Photo credit to Michaela Baum
Manufacturing and engineering are the only two disciplines that add value to the material world; there is just "making stuff" and "figuring out how to make stuff better." Everything we do for work is an attempt to do one of those two things or it is an attempt to redistribute the products of those activities (advertising, most jobs in finance, etc). If we had unlimited time and money we would never be motivated to build anything efficiently because there would be no constraint pushing us in that direction. All engineering, from Exxon and Boeing design plans to the budget at the kitchen table, is an attempt to answer the question "with the resources I have, how can I produce the most value?" The resources available and what we value in each of those circumstances differ but I believe the thought processes used in the first case have enormous and largely ignored applicability in the second.

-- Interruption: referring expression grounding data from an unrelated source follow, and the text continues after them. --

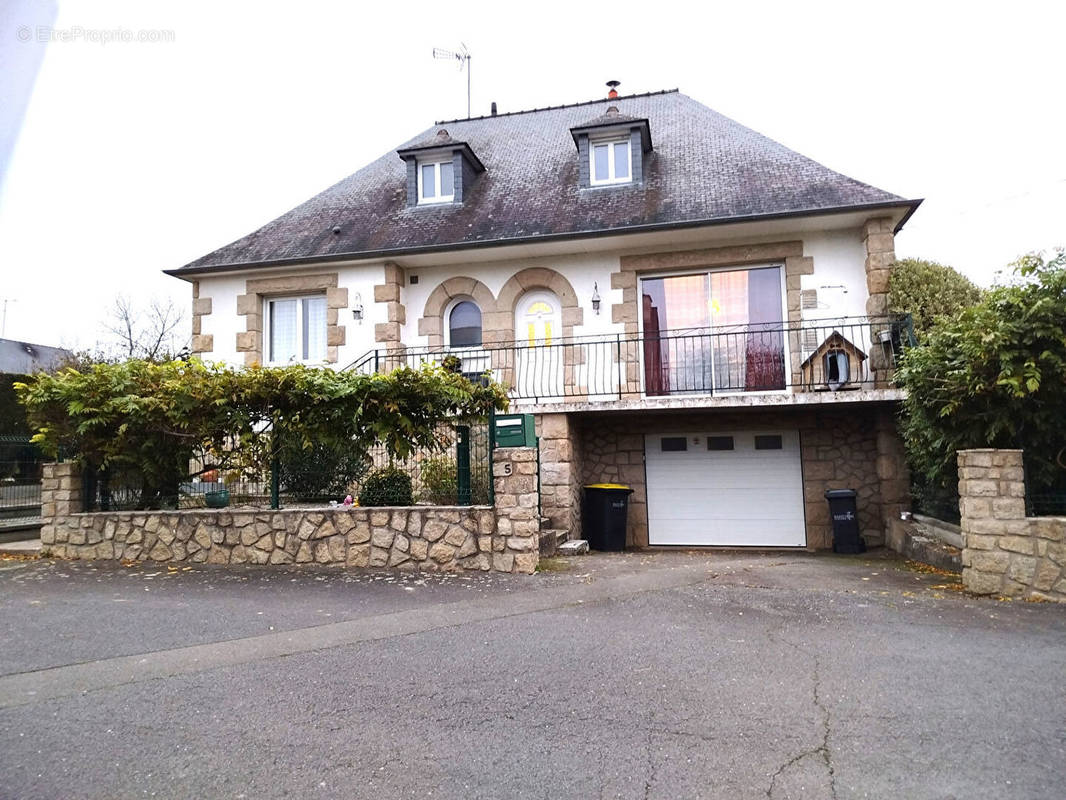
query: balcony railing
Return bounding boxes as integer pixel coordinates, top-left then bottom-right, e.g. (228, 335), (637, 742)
(345, 314), (914, 404)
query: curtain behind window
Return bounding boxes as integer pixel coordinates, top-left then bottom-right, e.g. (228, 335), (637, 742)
(269, 299), (298, 363)
(743, 268), (785, 390)
(302, 296), (327, 361)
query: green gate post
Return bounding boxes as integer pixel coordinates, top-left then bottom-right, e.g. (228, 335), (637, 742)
(456, 425), (471, 506)
(270, 454), (280, 510)
(487, 409), (496, 505)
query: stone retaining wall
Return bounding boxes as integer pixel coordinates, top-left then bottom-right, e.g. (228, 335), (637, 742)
(958, 449), (1066, 601)
(40, 447), (541, 574)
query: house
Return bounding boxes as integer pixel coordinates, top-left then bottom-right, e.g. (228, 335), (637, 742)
(166, 86), (921, 551)
(0, 337), (71, 376)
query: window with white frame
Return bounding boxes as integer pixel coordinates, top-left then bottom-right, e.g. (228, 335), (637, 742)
(266, 295), (327, 363)
(418, 158), (455, 204)
(590, 136), (632, 185)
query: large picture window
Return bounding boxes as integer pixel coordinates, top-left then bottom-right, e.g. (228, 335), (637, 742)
(267, 295), (327, 363)
(641, 266), (785, 395)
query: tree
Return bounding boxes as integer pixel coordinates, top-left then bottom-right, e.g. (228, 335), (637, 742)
(0, 374), (30, 435)
(898, 248), (1066, 497)
(16, 361), (507, 509)
(103, 295), (188, 361)
(888, 258), (984, 339)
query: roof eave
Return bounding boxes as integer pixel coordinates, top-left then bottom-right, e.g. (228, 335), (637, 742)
(569, 117), (652, 151)
(396, 141), (485, 173)
(165, 198), (923, 279)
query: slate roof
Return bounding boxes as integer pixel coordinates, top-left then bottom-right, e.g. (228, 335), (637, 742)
(0, 338), (71, 375)
(174, 89), (918, 275)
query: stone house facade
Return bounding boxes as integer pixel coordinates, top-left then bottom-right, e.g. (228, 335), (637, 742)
(168, 87), (921, 551)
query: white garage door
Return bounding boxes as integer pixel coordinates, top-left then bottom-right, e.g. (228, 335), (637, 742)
(645, 431), (805, 547)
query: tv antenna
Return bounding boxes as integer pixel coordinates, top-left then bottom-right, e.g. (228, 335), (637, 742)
(0, 297), (14, 338)
(433, 43), (471, 118)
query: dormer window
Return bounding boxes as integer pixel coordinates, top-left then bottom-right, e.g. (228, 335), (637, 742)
(418, 159), (455, 204)
(398, 128), (485, 208)
(570, 105), (653, 190)
(590, 137), (632, 185)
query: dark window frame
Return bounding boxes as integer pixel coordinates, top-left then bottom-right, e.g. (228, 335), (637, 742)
(754, 434), (784, 450)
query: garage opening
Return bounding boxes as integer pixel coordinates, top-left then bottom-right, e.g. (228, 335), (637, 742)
(645, 430), (805, 546)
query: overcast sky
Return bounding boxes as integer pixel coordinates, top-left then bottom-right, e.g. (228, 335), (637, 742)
(1, 0), (1063, 350)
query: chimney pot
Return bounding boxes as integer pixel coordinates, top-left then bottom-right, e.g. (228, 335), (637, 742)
(491, 101), (497, 116)
(606, 80), (620, 99)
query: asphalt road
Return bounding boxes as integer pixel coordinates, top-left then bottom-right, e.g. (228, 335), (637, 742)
(0, 551), (1064, 799)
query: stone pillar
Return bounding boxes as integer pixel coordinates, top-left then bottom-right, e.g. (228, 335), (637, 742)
(863, 217), (895, 317)
(863, 217), (896, 385)
(875, 407), (911, 535)
(190, 281), (213, 356)
(957, 449), (1066, 600)
(373, 262), (406, 349)
(535, 413), (581, 537)
(40, 461), (83, 551)
(492, 446), (540, 574)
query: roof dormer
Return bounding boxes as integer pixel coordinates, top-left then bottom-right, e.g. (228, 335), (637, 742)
(570, 105), (653, 189)
(397, 129), (485, 207)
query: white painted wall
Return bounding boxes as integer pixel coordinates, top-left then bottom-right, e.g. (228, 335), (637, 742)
(191, 226), (873, 368)
(801, 228), (870, 320)
(197, 274), (244, 364)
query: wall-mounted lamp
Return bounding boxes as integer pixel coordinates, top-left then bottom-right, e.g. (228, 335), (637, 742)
(591, 282), (601, 315)
(351, 293), (364, 323)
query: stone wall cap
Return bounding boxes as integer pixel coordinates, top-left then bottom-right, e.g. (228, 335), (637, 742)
(70, 505), (493, 518)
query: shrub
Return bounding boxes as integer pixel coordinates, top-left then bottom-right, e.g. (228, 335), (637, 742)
(278, 441), (370, 502)
(16, 360), (507, 509)
(898, 248), (1066, 495)
(358, 466), (413, 507)
(420, 455), (457, 504)
(888, 258), (983, 339)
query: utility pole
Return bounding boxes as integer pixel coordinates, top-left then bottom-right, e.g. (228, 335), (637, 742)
(0, 297), (13, 339)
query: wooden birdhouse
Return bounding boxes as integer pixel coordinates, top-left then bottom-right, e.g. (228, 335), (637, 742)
(800, 331), (867, 390)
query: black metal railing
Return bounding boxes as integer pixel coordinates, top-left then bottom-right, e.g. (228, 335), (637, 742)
(345, 315), (914, 402)
(0, 434), (42, 517)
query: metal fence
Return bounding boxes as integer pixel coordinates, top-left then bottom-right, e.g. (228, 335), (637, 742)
(1028, 494), (1066, 517)
(911, 482), (961, 525)
(345, 315), (914, 402)
(0, 435), (41, 517)
(81, 419), (494, 512)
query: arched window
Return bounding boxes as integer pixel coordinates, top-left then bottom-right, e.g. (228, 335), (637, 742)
(447, 299), (482, 347)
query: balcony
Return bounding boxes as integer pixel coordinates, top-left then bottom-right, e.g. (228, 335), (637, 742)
(346, 315), (914, 412)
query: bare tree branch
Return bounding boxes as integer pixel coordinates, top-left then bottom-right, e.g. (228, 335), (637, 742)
(100, 295), (188, 361)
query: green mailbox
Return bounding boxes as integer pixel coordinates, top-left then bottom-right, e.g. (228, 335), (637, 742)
(494, 413), (536, 448)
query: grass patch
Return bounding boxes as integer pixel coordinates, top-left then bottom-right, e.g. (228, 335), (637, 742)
(536, 557), (572, 573)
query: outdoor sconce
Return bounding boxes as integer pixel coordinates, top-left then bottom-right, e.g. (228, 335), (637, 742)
(351, 293), (364, 323)
(591, 282), (601, 315)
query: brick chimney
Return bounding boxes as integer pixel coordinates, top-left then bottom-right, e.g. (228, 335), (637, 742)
(606, 80), (620, 99)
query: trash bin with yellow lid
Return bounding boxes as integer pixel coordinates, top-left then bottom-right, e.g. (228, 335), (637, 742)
(583, 484), (634, 552)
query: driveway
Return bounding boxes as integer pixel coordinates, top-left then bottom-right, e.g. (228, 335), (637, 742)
(0, 551), (1063, 799)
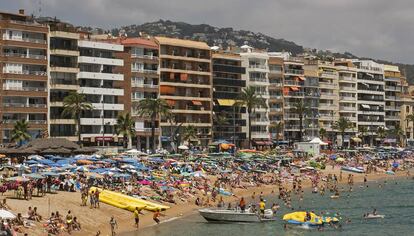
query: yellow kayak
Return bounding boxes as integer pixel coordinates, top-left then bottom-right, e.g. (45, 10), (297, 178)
(283, 211), (323, 226)
(89, 187), (169, 212)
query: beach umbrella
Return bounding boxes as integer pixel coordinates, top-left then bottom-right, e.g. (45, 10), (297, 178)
(392, 162), (399, 168)
(0, 209), (15, 220)
(41, 172), (60, 177)
(120, 164), (136, 169)
(77, 160), (94, 165)
(336, 157), (345, 162)
(160, 186), (176, 191)
(138, 180), (151, 185)
(109, 167), (122, 172)
(38, 159), (55, 165)
(6, 176), (29, 182)
(29, 163), (45, 168)
(85, 172), (103, 179)
(120, 158), (137, 164)
(75, 166), (89, 172)
(113, 173), (131, 178)
(25, 160), (39, 165)
(101, 171), (114, 175)
(24, 173), (44, 179)
(27, 155), (44, 161)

This blog is about applying principles of engineering common in the industrial world to the domestic one. This blog is not about making money, it is about how to think about the available choices once money is acquired. It is not about guidelines, it is about finding the most correct answers to questions of domestic engineering. Because almost all such questions are bounded by financial constraints, this blog focuses heavily on personal finance.

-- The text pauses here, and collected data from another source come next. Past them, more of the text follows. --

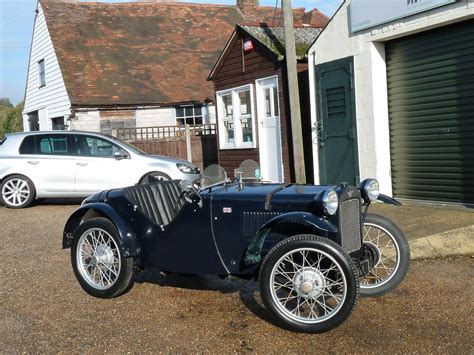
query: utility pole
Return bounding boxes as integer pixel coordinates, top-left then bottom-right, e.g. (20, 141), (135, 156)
(282, 0), (306, 184)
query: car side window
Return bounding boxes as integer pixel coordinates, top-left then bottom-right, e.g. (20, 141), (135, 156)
(19, 136), (35, 154)
(75, 135), (123, 158)
(39, 137), (68, 155)
(19, 135), (70, 155)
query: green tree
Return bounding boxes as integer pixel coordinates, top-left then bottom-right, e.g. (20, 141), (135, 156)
(0, 100), (24, 137)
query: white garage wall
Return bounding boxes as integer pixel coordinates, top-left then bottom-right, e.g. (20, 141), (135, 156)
(308, 0), (473, 196)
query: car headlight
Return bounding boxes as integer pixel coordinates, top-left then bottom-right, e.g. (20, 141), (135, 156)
(177, 163), (199, 174)
(320, 190), (339, 216)
(359, 178), (380, 202)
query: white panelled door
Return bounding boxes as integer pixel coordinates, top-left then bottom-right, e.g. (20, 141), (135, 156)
(256, 76), (283, 182)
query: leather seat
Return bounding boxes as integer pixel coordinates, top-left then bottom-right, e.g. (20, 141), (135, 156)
(123, 180), (185, 227)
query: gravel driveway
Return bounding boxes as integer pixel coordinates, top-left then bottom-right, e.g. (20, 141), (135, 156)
(1, 203), (472, 353)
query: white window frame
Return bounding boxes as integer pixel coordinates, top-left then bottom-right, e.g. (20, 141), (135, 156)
(38, 59), (46, 88)
(174, 104), (204, 126)
(216, 84), (256, 150)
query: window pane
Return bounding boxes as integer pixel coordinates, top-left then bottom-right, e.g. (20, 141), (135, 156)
(194, 106), (202, 116)
(38, 136), (68, 155)
(224, 120), (234, 144)
(185, 107), (194, 117)
(223, 95), (232, 117)
(273, 87), (280, 116)
(38, 60), (45, 87)
(19, 136), (35, 154)
(195, 116), (202, 125)
(239, 90), (251, 115)
(265, 88), (271, 117)
(185, 117), (194, 125)
(241, 116), (253, 143)
(85, 137), (120, 158)
(52, 117), (65, 130)
(175, 107), (184, 118)
(177, 118), (185, 126)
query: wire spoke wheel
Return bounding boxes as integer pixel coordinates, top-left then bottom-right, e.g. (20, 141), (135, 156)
(359, 214), (410, 297)
(270, 248), (347, 324)
(260, 235), (358, 333)
(71, 218), (134, 298)
(360, 224), (399, 288)
(76, 228), (121, 290)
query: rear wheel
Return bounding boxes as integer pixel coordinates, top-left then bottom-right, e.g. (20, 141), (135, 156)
(0, 175), (35, 208)
(71, 218), (134, 298)
(259, 235), (359, 333)
(360, 213), (410, 297)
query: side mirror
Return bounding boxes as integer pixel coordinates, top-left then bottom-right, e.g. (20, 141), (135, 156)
(114, 151), (129, 160)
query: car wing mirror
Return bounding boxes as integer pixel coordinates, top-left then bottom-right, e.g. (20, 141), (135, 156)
(114, 151), (129, 160)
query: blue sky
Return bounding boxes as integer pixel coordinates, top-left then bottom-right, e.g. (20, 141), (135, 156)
(0, 0), (343, 105)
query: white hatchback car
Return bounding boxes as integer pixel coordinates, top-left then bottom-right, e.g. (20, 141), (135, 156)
(0, 131), (200, 208)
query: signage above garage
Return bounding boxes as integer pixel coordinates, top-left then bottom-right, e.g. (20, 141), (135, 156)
(349, 0), (457, 32)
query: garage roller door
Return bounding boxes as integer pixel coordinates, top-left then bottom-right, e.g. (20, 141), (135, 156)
(386, 20), (474, 204)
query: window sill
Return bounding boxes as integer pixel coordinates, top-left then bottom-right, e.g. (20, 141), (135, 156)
(219, 145), (256, 150)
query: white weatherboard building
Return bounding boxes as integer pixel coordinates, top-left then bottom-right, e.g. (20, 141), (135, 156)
(308, 0), (473, 204)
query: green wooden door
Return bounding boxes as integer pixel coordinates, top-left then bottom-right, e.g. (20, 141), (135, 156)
(386, 20), (474, 204)
(316, 57), (359, 185)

The critique often levied against people of my temperament is that I am obsessed with money, that my obsession robs my life of value, that the experiences and pleasures I forgo on the basis of expense are the ones I will look back on with regret, and that because nearly every aspect of my life is structured to some degree with money in mind, my life has been robbed of some essential joyous or numinous quality. Whether it is true to say I am obsessed is debatable (like all people with an obsession, my first thought in defense of that charge is to outline exactly how much more obsessively I could have behaved) but for whatever consumerist pleasures I am missing, I say I have gained some security and lost a significant source of stress.
My friends are often irritated or angry when I decline invitations for financial reasons. "The restaurant is too expensive" "The tickets cost too much." And when they complain that I am stealing quality from my own life I have to wonder - how much money do I have to spend before I have a happy life in their eyes? Can that joyous life be had for $10,000 per year or does it cost $100,000 or $250,000 or $1,000,000? How much is enough? Or is it the act of truly stretching the budget that buys happiness? Am I supposed to only be happy when I have seen every show, taken every vacation, bought every toy, and experienced every pleasure that my credit limit will allow?
Let me be clear, everyone on this planet who interacts with other humans is limited by their wallets. We will not witness every show we could see, take every vacation we could book, buy every product we could purchase, or experience every euphoric pleasure we could embrace. The financially obsessed killjoys make decisions in advance with this fact in mind; the whimsical discover this truth when the credit card bill arrives. Ignorance of limitations, deliberate or otherwise, does not make anyone limitless.
Do not ever allow yourself to say "If I had enough money I wouldn't need to worry about it." Thousands of people have tried (lottery winners, athletes, celebrity actors/musicians/comics, and astronomically lucky heirs) and the evidence is clear - if you think you have so much money you do not need to think about it, you will soon have so little you will do nothing but think about it.